Washington. — U.S. President Barack Obama said Tuesday that he wants more than 9,800 U.S. troops to stay in Afghanistan after the end of 2014, with the number cut roughly in half by the end of 2015.
By the end of 2016, he said, the military “will draw down to a normal embassy presence in Kabul, with a security assistance component.”
Obama said this year is a “pivotal year” in Afghanistan, saying that 2014 will mark the conclusion of the U.S. combat mission there.
“We will bring America’s longest war to a responsible end,” he said.
Two candidates facing each other in next month’s run-off election to choose Karzai’s successor have said they will sign the security pact.

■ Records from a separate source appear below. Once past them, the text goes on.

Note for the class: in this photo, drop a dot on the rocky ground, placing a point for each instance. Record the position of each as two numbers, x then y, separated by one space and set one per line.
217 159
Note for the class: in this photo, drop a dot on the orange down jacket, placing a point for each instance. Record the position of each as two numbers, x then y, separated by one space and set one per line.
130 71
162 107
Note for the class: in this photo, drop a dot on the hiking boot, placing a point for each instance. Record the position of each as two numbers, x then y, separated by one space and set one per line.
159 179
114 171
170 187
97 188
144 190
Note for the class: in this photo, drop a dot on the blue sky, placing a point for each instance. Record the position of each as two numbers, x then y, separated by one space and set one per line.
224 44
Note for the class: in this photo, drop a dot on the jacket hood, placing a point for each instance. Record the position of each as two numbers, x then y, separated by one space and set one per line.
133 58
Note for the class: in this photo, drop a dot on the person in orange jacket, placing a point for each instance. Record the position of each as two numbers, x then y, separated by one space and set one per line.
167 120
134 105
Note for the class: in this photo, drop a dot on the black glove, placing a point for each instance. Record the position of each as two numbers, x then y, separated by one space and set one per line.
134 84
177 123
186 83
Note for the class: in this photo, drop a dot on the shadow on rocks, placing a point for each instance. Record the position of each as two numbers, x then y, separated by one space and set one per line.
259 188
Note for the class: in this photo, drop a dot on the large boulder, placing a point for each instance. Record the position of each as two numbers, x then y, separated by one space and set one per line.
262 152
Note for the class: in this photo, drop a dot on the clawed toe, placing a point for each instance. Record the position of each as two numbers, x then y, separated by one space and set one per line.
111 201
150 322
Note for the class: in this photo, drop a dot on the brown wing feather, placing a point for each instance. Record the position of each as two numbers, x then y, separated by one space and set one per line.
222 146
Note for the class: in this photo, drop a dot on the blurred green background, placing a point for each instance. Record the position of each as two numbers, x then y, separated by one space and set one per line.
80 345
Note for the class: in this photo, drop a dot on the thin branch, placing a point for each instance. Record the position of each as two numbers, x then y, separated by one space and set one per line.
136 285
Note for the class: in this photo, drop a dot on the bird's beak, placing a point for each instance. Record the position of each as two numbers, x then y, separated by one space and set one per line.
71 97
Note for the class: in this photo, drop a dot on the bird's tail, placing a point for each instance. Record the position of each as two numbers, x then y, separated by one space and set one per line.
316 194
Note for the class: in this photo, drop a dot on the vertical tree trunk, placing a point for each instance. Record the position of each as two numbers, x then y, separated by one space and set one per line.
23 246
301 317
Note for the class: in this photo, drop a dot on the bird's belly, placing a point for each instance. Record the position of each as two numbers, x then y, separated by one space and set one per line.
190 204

In a background call with journalists before Obama’s announcement, senior administration officials said the intention was to show continued international support for Afghanistan as it transitions to its new elected government.
Some NATO forces would join U.S. troops remaining beyond 2014, the officials noted.
The successful first round of voting showed Afghanistan forces now were capable of providing security, the officials said.
Obama’s announcement comes the day before he delivers a foreign policy speech at the U.S. Military Academy at West Point, New York.
According to the officials, Obama will outline a shift in resources permitted by ending the wars in Iraq and Afghanistan in order to increase counter-terrorism assets in Africa and elsewhere.